(Mais,
muito mais do que saber se o PP persistirá no poder.)
As eleições legislativas espanholas que amanhã se
realizam acontecem com algumas certezas e muitas interrogações. A principal certeza,
tanto quanto o comportamento eleitoral está bem descrito pelas sucessivas sondagens
realizadas e a maioria absoluta de uma só força política parece afastada, é que
terminará um ciclo de polarização e alternância entre o PP e o PSOE. O
aparecimento em cena de forças políticas como o CIUDADANOS e o PODEMOS baralhará
essa bipolarização e abrirá para novas combinações políticas.
Mas para além dessa eventual certeza confirmada pelas
urnas, na eleição de amanhã estarão em jogo algumas questões bem mais
relevantes, algumas das quais suscetíveis de nos clarificar os traços mais profundos
do eleitorado espanhol e indiretamente da sociedade que vota.
A primeira questão em jogo dessa natureza pode reduzir-se
à seguinte formulação interrogativa: será que uma força política que foi o rosto da austeridade
mais ofensiva e que simultaneamente se cobriu de “glória” com os casos mais rocambolescos
de corrupção a todos os níveis, nacional, regional, local e empresarial, pode não
perder o poder ajudada por melhorias macroeconómicas que estão longe de apagar
as marcas indeléveis da crise? Esta possibilidade é real. O PP
perderá muito provavelmente a maioria absoluta, mas pode não perder o poder. Basta
para isso que consiga uma aliança de governo com o CIUDADANOS, baseada por
exemplo na obrigatoriedade do PP cortar a direito em direção à sua envolvente
corrupta e garantindo ao PP algum apoio na gestão da questão catalã. Não se
trata de uma solução inverosímil. É capaz de ser até a mais provável de todas. O
que não será indiferente para as teses austeritárias e para a sua eventual
capacidade de gestão política dos danos impostos.
A segunda questão, não menos importante para a clarificação
da direita espanhola, pode ser assim formulada: pode uma formação política de direita,
nascida da cultura empresarial catalã e não comprometida com as sombras da
corrupção clientelar espanhola, aspirar a influenciar decisivamente os rumos da
política espanhola, contribuindo para a modernização do PP e enterro dos focos
de corrupção mais salientes? A resposta é também afirmativa, tudo
dependendo da votação que o CIUDADANOS alcançar.

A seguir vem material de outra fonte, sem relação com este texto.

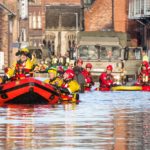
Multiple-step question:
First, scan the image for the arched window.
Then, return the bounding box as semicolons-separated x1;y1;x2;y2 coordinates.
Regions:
45;33;55;55
67;33;76;50
66;33;76;59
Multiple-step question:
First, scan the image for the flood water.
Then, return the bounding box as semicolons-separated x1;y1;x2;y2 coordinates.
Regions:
0;91;150;150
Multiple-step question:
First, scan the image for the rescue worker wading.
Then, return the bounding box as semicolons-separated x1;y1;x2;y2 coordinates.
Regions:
44;68;63;88
60;69;80;95
99;65;114;91
73;58;86;93
135;61;150;85
82;63;94;91
1;48;33;83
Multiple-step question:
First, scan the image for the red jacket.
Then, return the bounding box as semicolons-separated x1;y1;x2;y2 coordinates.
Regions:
82;69;94;85
137;69;149;84
99;72;114;88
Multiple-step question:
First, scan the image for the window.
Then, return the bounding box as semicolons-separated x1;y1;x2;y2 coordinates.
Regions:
21;28;26;42
9;19;13;33
129;0;150;18
135;0;141;16
45;34;56;55
100;46;121;60
29;14;32;28
84;0;95;5
67;33;76;50
29;12;42;29
37;12;42;29
33;12;36;29
129;0;134;18
144;0;150;15
78;45;99;60
128;48;141;60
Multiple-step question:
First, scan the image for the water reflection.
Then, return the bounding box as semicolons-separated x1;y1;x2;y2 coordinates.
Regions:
0;91;149;150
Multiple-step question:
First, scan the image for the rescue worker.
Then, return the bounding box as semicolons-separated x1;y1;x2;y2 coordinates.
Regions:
136;61;149;85
68;61;74;70
0;48;33;83
60;69;80;94
82;63;94;91
44;68;63;88
99;65;114;91
73;58;86;93
39;60;48;73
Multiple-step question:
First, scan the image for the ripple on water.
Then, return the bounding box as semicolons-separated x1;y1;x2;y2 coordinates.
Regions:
0;91;149;150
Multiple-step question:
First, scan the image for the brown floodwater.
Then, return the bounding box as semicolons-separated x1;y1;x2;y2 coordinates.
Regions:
0;91;149;150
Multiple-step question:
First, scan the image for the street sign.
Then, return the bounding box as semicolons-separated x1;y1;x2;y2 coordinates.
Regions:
11;42;20;48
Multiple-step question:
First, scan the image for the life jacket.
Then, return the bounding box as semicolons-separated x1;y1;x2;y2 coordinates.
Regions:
6;59;33;79
14;60;32;80
138;69;149;84
82;69;93;84
62;79;80;93
49;77;63;87
99;72;114;88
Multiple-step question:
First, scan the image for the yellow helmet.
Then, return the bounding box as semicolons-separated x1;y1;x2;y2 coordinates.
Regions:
21;48;29;53
16;48;31;58
48;69;57;76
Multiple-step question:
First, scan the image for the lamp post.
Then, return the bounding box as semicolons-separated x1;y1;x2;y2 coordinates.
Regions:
74;12;78;45
74;12;78;60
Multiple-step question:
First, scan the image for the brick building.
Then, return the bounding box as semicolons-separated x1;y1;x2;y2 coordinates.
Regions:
0;2;16;68
28;1;43;48
27;0;82;57
84;0;128;32
83;0;146;47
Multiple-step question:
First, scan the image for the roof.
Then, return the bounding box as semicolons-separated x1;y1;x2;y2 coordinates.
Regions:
79;37;120;46
77;31;128;47
0;3;15;16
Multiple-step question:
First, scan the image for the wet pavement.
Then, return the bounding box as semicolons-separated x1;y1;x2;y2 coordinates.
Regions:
0;91;150;150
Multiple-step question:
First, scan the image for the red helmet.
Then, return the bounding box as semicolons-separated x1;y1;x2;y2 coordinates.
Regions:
77;58;83;64
86;63;92;69
142;61;149;68
106;65;113;71
65;69;75;79
57;66;64;72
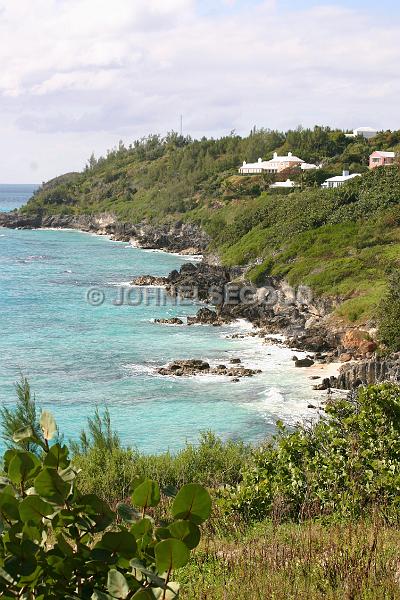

A terceira questão prende-se com os rumos do socialismo
democrático em Espanha. Podemos formulá-la assim: desperdiçará o PSOE a oportunidade única de
capitalizar os danos da austeridade e o levantamento do manto da corrupção do
PP, sobretudo pelo facto de não ter conseguido distanciar-se dos focos de corrução
que albergou desde os tempos de Felipe González? A minha intuição é
afirmativa. O PSOE vai provavelmente falhar a oportunidade e dificilmente se
levantará nos próximos tempos.
Finalmente, uma questão em jogo em torno do PODEMOS: será que um partido
antissistema pode influenciar o xadrez político da governação em Espanha, dando
sequência a uma combinação surpreendente entre ciência política de esquerda e
indignados? Já estive mais certo disso.
A vinheta de El ROTO acolhida pelo meu colega de blogue e
que perfilho, com aqueles traços de gente que sobe e desce nas escadas rolantes
das grandes superfícies comerciais, simboliza bem o novo antídoto para as consequências
reivindicativas da desigualdade – o crédito. E a grande questão que resulta
daqui é a de saber se uma recuperação macroeconómica, enviesada, desequilibrada
e socialmente injusta é por si só capaz de repor essa ilusão do crédito e assim
assegurar a permanência no poder de quem manejou os instrumentos da
austeridade.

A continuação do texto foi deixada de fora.